2nd Mayor of Liverpool
- In office 10 May 2021 – 5 May 2023
- Deputy: Jane Corbett
- Preceded by: Joe Anderson
- Succeeded by: Office abolished Liam Robinson as Leader of Liverpool City Council

Liverpool City Councillor for Princes Park
- In office 17 October 2019 – 7 May 2021

Personal details
- Born: 7 January 1971 (age 55) Liverpool, England
- Party: Labour
- Children: 1
- Education: Liverpool John Moores University

= Joanne Anderson =

Mayor of Liverpool from 2021 to 2023

Joanne Marie Anderson (born 7 January 1971) is a British Labour Party politician who served as the second and final directly elected Mayor of Liverpool from 2021 to 2023. She previously served as the Liverpool City Councillor for the Princes Park ward from October 2019 to May 2021. She was the first woman to be Mayor of the city and the first black woman to be a directly elected mayor in the UK. Anderson left office in May 2023 at the end of her term.

==Early life==
Anderson was born in Liverpool in 1971. She has said that growing up under Margaret Thatcher's government made her feel like she was "at the bottom of the pile" and that she would not "amount to much".

Anderson left school at 16 with no qualifications, but completed a degree in Business Studies as a mature student. She completed a BA in business studies at Liverpool John Moores University between 1996 and 1999, and is currently completing an MBA at the same university.

Anderson has had a career as an equality, diversity and inclusion practitioner and a business consultant.

==Career==
Anderson's worked as a civil servant for the Crown Prosecution Service for over a decade. She also worked as a business consultant and has worked as an advisor and a member of the board of trustees for various organisations, including Emmaus Merseyside (a charity providing work and housing to homeless people in the UK), Merseyside Probation Service, and Merseyside Equality and Employment Law. She was elected as a councillor for the Princes Park ward in a by-election in October 2019 with 73% of the vote, and has served on the Education and Children's Services Select Committee.

Anderson launched the first Black-led social enterprise in Liverpool and after leaving politics, the first Black-led social traders network.

===Mayor of Liverpool===

Anderson became Labour's candidate for Mayor of Liverpool following the announcement by incumbent Mayor Joe Anderson (no relation) that he would not run for re-election following his arrest in December 2020. She became the party's candidate after the selection process re-opened and the three initial candidates (Acting Mayor Wendy Simon, Lord Mayor Anna Rothery, and former Deputy Mayor Ann O'Byrne) were barred from running. She was elected Mayor of Liverpool with 59.2% of the vote in a second round of voting, since she failed to secure 50% of the votes in the first round. She is the first black woman to be a directly elected Mayor in the UK and vowed to develop a strategy supporting ending violence against women and girls and implement the recommendations of the Caller Report, which highlighted "serious failings" in the city council's leadership.

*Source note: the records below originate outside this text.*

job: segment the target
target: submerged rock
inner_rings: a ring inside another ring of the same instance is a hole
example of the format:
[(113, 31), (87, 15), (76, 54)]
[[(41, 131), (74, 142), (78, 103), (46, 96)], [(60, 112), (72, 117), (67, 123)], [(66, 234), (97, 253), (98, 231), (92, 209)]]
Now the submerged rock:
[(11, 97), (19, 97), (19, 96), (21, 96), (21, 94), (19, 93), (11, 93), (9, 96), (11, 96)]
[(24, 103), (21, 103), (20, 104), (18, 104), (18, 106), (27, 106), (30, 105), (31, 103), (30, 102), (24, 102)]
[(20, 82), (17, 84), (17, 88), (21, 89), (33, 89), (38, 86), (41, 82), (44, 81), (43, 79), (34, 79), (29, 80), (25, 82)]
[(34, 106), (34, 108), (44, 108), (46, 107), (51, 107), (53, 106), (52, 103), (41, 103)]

In 2022 a public consultation was held regarding Liverpool City Council's leadership model. Despite public support for the Mayoral model, the council voted to scrap the role and move to a leader and cabinet system. The role of Mayor of Liverpool was abolished and in the 2023 Liverpool City Council election Anderson did not stand for election.

==Personal life==
Anderson described herself as a single mother of a teenage boy in 2018, and has said that she has faced bankruptcy twice. She has called herself a "proud black, working-class Scouser who loves our city and its people".

Anderson is a fan of City of Liverpool FC, citing her preference for the team over either of the city's two most famous teams (Liverpool FC and Everton FC) because it is "community owned and operated" and represents unity within the city, in contrast to the rivalry between Liverpool and Everton. Referencing the team's trademark colour, which combines the colours of Liverpool and Everton, she tweeted, "We are a proud footballing city with a rich and historic affiliation to the sport. Mix blue with red, you get purple."

In 2025, she appeared in the second series of the Channel 4 reality series The Jury: Murder Trial.